Culture › Musique

Culture: La Socam et les brasseries du Cameroun signent un accord

Il définit les rôles de chaque partie dans la perception des droits d’auteurs.

IL fallait mettre un terme à la cacophonie qui avait pratiquement pignon sur rue dans la perception des droits d’auteurs au Cameroun.
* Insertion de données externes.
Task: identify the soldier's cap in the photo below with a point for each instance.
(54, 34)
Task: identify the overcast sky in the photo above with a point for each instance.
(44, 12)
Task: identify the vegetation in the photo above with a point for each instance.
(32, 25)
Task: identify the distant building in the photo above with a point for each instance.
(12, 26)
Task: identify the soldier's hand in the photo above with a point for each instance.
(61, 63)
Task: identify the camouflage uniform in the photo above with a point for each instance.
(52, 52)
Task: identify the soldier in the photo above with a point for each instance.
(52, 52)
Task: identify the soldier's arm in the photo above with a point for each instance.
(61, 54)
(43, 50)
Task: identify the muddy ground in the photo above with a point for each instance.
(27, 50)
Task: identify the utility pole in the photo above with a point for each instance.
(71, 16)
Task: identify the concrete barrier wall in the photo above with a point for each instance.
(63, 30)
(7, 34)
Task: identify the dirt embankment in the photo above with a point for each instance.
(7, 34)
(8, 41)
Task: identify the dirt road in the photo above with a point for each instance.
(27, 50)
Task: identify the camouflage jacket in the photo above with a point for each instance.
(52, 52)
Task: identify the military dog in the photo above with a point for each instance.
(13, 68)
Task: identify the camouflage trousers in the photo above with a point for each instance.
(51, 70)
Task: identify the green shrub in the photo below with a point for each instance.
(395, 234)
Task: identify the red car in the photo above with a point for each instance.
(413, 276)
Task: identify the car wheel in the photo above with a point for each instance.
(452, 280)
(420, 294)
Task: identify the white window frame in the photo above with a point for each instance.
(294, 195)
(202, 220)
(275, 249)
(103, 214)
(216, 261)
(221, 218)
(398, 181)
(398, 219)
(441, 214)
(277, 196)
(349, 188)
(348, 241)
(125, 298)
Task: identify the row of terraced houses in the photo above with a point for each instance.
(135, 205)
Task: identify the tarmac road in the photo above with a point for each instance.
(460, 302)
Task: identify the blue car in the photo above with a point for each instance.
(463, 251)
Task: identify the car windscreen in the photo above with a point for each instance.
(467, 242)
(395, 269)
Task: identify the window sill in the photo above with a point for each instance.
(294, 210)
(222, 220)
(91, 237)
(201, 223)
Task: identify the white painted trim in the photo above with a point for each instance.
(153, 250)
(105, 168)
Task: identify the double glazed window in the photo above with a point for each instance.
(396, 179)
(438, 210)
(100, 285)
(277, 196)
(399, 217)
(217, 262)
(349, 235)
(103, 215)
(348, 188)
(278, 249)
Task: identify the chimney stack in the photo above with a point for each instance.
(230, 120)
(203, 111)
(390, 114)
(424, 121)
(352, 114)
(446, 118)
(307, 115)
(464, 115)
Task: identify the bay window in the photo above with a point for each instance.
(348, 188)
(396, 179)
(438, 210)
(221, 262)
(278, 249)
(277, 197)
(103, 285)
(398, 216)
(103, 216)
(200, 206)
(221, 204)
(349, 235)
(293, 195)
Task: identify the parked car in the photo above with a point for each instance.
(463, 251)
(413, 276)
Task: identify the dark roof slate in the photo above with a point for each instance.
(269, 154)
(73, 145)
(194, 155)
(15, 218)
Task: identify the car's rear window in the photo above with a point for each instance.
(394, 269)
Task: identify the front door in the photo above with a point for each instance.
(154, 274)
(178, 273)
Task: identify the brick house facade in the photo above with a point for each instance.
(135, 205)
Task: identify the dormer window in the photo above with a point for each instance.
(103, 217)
Les responsables des quatre sociétés de gestion de droit d’auteur au Cameroun, les brasseries du Cameroun et la le syndicat national des exploitants des débits de boissons du Cameroun(Synedeboc) étaient face à la presse le 18 juin 2009 à Yaoundé. L’objectif de cette rencontre tripartite était de clarifier les rôles des uns et des autres et mettre un terme aux abus et autres arnaques de toutes sortes dont sont victimes les exploitants des débits de boisson s dans les principales métropoles du Cameroun. Car à tout moment des responsables de la Société Civile Camerounaise de l’art musical (Socam) parfois sans aucun mandat de la hiérarchie opéraient à leur propre compte au mépris des conventions et lois en vigueur. Présente aussi à cette rencontre la Commission Permanente de Médiation et cde contrôle(CPMC) et les responsables du Ministère de la culture. IL a donc été convenu que désormais la redevance des débits de boissons sera payée par les Brasseries du Cameroun moyennant une retenue sur les ristournes. Pour les membres du syndicat des exploitants des débits de boissons cette décision est un aboutissement heureux des négociations entamées depuis déjà quelques années entre le ministère de la culture et les brasseries du Cameroun. On se rappelle déjà qu’une première décision avait été prise par les responsables du Ministère. Il s’agissait alors pour les exploitants des bars de Yaoundé et d’ailleurs de payer 15 francs CFA par casier.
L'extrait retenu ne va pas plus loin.